Only one person has ever really gotten to me on a spiritual level, and she died yesterday, in Connecticut, at the age of 88, after a lifetime of writing extremely weird children’s books that somehow instructed all sorts of non-mystical people like myself in the ways of the big life questions. Madeleine L’Engle is best known for A Wrinkle in Time, but she published several series of novels about teenagers, mostly girls, sometimes marooned on other planets but often just marooned in adolescence. She made almost no distinction between science fiction and realist drama, as if to say that there is no difference—that saving your father from a giant evil alien brain is no more or less difficult than surviving an awkward youth.
Nor did L’Engle worry much about tiptoeing around what the MPAA might term “adult themes.” I’ve still never found a scene in a book more horrifying than the chapter of A Swiftly Tilting Planet about the boy who’s been so violently abused by his father (step-father?) that he’s brain-damaged for life. One of the books in her Austin series surprised the hell out of my twelve-year-old self when it turned out to be all about lesbians. And I was equally taken aback—though also kind of thrilled—when, after three Meg Murray novels containing nothing more sexual than a chaste kiss, L’Engle’s book about Meg’s brothers, Many Waters, re-imagined life in Noah’s family just before the flood, sin, raunch, and all. Young adult novels tend to broadcast it when they get serious, as if to prep their tender readers before upsetting (or titillating) them. That kind of warning is profoundly unnatural, though, and L’Engle’s refusal to use it (to say, in effect, “hey kids, get ready for some lesbians!”) was a measure of her respect for her readers.
This refusal to coddle her young readers makes L’Engle’s most famous book, A Wrinkle in Time, one of the few novels for children that works equally well for adults. I’ve never been able to slog through The Dark is Rising or Lloyd Alexander’s Black Cauldron series since I hit puberty, despite adoring them as a kid, but I’ve reread A Wrinkle in Time multiple times in my twenties. As an adult, I’m much more aware of the dangers of a good-versus-evil worldview, and much more likely to be skeptical of the real-life resonances of stories about cosmic battles (declaring war on Sauron, or the Nothing, is a lot simpler than declaring war on, oh I don’t know, terror) but I trust L’Engle’s moral sense completely. It’s too original not to.

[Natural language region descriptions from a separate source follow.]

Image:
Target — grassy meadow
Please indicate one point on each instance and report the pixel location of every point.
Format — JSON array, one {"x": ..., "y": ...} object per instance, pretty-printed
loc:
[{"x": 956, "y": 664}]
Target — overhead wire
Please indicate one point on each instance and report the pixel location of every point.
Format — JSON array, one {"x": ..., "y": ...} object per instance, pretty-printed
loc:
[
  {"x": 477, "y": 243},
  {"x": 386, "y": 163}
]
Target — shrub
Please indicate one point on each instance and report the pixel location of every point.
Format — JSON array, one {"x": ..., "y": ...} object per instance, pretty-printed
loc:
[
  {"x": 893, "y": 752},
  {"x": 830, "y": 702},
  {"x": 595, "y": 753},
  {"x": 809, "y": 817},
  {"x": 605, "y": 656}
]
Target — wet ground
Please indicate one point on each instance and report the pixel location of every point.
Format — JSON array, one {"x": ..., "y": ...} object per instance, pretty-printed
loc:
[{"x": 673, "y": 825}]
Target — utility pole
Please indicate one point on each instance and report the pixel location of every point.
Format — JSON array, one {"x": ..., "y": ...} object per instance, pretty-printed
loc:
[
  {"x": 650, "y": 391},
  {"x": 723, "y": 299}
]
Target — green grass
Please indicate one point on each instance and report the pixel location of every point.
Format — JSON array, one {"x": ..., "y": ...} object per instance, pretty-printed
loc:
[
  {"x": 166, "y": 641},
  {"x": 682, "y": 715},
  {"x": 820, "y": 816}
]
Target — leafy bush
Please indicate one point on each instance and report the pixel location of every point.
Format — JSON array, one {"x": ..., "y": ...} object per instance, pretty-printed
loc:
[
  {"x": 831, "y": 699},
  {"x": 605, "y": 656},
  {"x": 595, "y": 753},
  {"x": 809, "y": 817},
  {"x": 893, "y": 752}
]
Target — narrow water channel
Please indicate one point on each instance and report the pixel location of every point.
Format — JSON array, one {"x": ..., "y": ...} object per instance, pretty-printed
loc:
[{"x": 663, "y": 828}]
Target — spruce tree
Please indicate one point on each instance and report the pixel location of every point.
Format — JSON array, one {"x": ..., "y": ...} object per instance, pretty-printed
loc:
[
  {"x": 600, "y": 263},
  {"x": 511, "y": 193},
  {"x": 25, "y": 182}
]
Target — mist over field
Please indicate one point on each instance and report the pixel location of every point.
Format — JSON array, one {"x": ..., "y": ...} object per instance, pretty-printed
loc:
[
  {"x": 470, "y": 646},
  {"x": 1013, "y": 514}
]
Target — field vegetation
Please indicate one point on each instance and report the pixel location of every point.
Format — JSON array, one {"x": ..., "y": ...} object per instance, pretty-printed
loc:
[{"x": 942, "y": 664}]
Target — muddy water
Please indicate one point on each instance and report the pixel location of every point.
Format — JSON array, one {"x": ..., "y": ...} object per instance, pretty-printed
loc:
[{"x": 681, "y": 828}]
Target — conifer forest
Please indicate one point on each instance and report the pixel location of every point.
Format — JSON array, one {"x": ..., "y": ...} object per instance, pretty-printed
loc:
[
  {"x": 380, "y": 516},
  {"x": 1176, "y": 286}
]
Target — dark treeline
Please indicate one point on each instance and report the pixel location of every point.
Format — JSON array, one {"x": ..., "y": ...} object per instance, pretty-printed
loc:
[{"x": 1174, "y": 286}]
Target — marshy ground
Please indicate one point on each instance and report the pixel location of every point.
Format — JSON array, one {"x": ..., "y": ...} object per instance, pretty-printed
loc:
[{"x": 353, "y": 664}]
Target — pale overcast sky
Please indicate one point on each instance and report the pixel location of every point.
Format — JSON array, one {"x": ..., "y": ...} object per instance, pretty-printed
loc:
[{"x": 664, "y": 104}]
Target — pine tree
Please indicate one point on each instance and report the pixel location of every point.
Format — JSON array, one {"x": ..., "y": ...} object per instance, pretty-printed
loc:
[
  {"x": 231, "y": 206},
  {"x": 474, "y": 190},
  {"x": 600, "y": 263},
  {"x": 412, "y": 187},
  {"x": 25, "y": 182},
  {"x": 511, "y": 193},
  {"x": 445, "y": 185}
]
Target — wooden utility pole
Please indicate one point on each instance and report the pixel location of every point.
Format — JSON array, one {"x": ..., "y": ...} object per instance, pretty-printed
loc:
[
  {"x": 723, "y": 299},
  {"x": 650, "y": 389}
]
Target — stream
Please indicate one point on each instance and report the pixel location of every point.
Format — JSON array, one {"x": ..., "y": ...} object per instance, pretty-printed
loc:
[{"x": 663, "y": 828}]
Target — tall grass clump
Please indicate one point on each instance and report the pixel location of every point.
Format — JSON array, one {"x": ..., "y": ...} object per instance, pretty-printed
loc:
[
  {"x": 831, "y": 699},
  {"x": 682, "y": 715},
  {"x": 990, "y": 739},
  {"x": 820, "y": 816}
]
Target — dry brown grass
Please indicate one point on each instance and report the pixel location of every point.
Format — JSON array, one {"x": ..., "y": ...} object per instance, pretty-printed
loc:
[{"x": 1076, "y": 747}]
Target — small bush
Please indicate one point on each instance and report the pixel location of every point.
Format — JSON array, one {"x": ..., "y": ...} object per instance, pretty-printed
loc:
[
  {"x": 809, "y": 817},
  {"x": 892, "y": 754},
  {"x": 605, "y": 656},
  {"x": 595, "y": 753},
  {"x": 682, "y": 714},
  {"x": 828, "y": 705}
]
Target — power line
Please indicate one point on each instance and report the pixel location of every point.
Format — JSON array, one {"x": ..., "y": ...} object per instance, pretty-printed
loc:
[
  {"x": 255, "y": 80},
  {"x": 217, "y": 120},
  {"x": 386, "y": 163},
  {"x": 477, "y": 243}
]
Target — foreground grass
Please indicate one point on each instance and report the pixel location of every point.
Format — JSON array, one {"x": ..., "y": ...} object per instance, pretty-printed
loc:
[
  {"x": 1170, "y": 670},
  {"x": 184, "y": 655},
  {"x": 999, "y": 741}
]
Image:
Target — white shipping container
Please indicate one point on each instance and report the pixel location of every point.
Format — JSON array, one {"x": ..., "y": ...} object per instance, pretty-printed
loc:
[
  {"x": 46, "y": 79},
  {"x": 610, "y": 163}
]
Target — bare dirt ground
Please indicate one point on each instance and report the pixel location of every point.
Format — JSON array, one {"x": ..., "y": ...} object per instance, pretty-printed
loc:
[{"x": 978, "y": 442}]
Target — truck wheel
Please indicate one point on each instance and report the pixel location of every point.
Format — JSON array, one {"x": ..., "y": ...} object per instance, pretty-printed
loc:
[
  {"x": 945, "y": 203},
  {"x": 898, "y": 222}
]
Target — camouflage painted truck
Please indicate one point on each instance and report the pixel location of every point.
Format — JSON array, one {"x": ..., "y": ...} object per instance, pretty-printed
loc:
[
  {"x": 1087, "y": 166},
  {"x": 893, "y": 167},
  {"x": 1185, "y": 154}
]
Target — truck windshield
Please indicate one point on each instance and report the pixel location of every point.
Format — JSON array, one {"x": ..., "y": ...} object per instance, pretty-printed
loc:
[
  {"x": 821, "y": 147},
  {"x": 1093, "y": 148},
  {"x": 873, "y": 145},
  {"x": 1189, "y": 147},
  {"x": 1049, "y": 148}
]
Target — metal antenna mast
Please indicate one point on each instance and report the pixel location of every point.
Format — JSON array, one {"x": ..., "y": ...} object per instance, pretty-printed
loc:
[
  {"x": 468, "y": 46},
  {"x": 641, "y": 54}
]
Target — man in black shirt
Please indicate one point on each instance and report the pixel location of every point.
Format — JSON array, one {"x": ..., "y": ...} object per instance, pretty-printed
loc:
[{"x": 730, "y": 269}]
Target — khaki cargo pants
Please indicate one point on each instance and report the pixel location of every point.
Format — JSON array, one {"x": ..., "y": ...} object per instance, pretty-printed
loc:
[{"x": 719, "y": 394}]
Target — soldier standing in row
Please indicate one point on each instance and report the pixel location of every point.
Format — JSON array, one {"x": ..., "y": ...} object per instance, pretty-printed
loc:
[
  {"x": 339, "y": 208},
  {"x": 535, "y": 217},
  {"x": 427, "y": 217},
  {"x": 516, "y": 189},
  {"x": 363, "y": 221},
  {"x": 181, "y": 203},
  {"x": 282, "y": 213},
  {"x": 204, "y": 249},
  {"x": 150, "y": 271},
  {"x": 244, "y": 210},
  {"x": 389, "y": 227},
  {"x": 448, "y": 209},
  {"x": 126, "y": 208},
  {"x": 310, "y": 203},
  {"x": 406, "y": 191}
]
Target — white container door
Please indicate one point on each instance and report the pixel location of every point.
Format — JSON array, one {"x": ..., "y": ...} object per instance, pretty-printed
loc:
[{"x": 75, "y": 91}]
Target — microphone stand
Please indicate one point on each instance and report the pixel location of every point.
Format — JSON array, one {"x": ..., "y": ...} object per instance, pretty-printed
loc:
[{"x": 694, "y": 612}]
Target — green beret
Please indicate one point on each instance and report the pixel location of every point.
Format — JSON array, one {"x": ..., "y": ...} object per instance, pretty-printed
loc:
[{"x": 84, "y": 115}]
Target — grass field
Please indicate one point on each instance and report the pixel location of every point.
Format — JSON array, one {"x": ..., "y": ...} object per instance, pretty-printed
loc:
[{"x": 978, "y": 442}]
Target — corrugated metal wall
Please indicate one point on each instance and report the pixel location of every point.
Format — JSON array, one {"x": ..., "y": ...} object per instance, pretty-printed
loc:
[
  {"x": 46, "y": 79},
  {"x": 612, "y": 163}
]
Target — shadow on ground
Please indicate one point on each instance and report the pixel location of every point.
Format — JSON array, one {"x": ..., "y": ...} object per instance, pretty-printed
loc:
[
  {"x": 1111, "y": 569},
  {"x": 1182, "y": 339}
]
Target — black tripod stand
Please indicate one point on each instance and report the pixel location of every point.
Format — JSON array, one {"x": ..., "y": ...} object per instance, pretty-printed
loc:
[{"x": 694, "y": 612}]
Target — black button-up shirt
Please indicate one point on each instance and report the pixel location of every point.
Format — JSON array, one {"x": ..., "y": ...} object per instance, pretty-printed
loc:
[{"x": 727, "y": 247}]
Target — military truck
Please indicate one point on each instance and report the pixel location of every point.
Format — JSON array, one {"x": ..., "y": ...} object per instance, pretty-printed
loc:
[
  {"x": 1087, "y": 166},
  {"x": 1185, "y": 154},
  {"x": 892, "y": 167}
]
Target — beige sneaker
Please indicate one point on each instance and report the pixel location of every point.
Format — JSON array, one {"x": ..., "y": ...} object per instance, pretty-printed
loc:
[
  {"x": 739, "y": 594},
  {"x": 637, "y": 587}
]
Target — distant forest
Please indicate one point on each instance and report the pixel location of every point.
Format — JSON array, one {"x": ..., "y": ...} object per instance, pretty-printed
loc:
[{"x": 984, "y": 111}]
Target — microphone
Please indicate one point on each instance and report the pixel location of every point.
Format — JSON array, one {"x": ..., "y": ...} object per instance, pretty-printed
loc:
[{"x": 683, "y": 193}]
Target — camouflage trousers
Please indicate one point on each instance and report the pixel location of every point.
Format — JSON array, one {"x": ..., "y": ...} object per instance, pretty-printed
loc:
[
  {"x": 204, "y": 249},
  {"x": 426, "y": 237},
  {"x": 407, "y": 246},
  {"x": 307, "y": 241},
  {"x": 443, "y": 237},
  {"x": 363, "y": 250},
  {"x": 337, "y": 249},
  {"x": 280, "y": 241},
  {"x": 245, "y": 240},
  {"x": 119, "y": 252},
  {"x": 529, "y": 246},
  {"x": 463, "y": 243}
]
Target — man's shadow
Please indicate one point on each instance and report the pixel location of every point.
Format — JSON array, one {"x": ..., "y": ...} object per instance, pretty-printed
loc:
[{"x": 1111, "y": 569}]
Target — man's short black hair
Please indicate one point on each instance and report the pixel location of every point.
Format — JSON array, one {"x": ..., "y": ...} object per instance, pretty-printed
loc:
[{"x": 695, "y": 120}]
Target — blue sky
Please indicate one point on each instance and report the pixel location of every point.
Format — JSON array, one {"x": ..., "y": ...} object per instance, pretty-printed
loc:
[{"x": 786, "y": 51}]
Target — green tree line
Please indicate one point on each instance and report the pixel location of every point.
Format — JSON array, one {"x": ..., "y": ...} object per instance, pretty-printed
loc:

In the same way, certain of her religious touches would make adult-me really uncomfortable if rendered by a writer with a less idiosyncratic and deeply-rooted sense of right and wrong: the ecstatic scene in which Meg and her friends are flown into the sky by a psalm-quoting centaur, for example. But while L’Engle did spend years working at New York’s Cathedral of St. John the Divine, her spiritual sense isn’t guided by any specific religion. The New York Times obituary ends with a lovely quote:
“It does indeed have something to do with faith,” she said, “faith that the universe has meaning, that our little human lives are not irrelevant, that what we choose or say or do matters, matters cosmically.”
People say stuff like this a lot, and usually I don’t really listen. It’s possible that L’Engle hooked me because she got me so young, or that I loved her books for reasons that are much more personal or political than spiritual (Meg Murray may be literally the only realistic, non-Mary-Sue-ish teenage girl pop culture has offered in the past sixty years). But it doesn’t matter. The point is, when L’Engle talked about the cosmos, even cynics like me listened. She’ll be greatly missed.